D. Injunctive Relief
Plaintiff’s first cause of action seeks Injunctive Relief against Defendants. “The elements of a cause of action for injunctive relief are (1) a tort or other wrongful act constituting a cause of action; and (2) irreparable injury, i.e., a factual showing that the wrongful act constitutes an actual or threatened injury to property or personal rights which cannot be compensated by an ordinary damage award.” (Brownfield v. Daniel Freeman Marina Hospital (1989) 208 Cal.App.3d 405, 410.) “Actual or threatened misappropriation [of trade secrets] may be enjoined. Upon application to the court, an injunction shall be terminated when the trade secret has ceased to exist, but the injunction may be continued for an additional period of time in order to eliminate commercial advantage that otherwise would be derived from the misappropriation.” (Civ. Code § 3426.2.)
Here, Plaintiff alleges that Lusparyan “executed the agreement attached hereto as Exhibit A and incorporated by reference, wherein he agreed that an injunction could be issued for using proprietary information and trade secrets that exclusively belonged to GOLDEN PRO INSURANCE SERVICES, INC.” (Compl. ¶ 7.) Plaintiff therefore alleges that it “is entitled to injunctive relief barring Defendants … from doing any business with any of Plaintiff’s clients or using any of Plaintiff’s proprietary information and trade secrets.” (Id. at ¶ 12.)

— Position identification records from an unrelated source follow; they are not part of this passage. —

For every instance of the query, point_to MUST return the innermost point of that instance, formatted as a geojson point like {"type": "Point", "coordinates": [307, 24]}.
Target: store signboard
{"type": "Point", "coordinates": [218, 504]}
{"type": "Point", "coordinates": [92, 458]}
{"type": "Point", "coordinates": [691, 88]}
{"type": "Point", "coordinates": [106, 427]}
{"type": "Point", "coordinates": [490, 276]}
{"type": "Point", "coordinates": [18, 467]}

Defendants argue that “the claim for an injunction should … be dismissed-not only because it does not state a cause of action in the first place but also because the claims on which Plaintiffs would have to prevail to obtain an injunction fail as a matter of law.” (Dem. 7:17–20.) To the extent that Defendants contend that Plaintiff’s claim for injunctive relief fails because Plaintiff has failed to allege facts sufficient to constitute the causes of action on which the claim is based, the Court disagrees, as outlined above. Accordingly, the demurrer to Plaintiff’s first cause of action is overruled.
CONCLUSION
The demurrer is overruled. Defendants to file their answer to Plaintiff’s complaint within 20 days.